So I chose a state at random and started to look at their rollout of contact tracing. The first group I found—what were they? A non-profit, a government agency, a bunch of nameless robots with cushy jobs pulling down secure paychecks for the rest of their lives?
Finally, on their site, way down on a page, I saw references to a CEO. They're a company. A business. Their new money maker is hiring, training, and launching contact tracers.
They're collaborating with two other groups I've never heard of, and all three groups are plugged into state public health officials.
It's as if these people want to conceal themselves, or perhaps more accurately, distance themselves from the population, in their "vital work."
"Thanks for getting in touch with your question, Mr. Citizen. Actually, that contact tracing issue comes under the CVDR. You can contact them at their office. They may in turn refer you to the BGTD or the GKTH2V…"

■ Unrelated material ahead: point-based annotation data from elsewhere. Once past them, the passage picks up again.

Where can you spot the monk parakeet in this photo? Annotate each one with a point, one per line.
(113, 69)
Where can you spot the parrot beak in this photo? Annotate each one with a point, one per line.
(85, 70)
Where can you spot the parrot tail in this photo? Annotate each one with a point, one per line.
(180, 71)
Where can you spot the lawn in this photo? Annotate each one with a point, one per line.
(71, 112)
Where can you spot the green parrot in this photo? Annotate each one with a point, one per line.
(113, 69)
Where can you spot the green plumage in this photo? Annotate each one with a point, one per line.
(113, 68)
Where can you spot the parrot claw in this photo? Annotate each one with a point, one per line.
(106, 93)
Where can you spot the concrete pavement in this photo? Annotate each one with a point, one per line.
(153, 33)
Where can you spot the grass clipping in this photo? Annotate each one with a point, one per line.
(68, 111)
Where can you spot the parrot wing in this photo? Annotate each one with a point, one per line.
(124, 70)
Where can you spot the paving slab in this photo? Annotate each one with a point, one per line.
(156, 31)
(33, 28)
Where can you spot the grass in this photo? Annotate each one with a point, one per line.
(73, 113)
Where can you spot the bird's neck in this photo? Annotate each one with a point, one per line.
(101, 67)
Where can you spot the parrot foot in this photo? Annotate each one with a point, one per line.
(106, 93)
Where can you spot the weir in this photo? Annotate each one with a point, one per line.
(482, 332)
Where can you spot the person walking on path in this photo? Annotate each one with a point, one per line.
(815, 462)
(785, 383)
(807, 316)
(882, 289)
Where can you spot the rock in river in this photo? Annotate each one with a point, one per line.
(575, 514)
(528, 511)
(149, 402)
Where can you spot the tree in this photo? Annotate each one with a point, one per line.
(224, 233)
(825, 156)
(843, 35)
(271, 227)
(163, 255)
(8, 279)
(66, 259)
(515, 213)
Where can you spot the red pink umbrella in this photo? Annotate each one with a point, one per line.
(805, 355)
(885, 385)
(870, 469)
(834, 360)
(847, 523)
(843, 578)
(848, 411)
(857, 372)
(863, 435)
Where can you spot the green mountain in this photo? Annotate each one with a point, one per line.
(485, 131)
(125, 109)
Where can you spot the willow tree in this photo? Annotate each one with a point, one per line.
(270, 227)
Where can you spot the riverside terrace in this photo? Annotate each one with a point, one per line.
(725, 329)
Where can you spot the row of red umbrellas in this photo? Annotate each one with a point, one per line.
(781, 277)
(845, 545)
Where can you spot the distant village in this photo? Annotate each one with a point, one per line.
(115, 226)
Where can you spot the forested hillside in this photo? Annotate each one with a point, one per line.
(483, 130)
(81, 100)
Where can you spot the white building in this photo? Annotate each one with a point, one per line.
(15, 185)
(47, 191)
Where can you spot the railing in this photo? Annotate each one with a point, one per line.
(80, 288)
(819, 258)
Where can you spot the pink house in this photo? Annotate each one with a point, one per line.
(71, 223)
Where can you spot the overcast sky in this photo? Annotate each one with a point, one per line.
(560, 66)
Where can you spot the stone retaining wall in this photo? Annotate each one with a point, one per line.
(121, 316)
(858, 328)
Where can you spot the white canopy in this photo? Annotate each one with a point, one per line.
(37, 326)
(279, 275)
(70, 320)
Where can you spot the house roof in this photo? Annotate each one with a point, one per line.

Vagueness is the cardinal feature of the whole contact tracing program. Intentionally so. Words like "could" and "may" show up at key junctures. We could do this, we may do that.
For example, when some pleasant android of the State shows up at your home and knocks on the door, because you shopped at a hole-in- the-wall hardware store where an employee was later found to be "positive for," or "infected by," or "sick from" (which one is it?) the virus, and this contact tracer asks you about your health, and asks you to get tested, what happens if you say NO?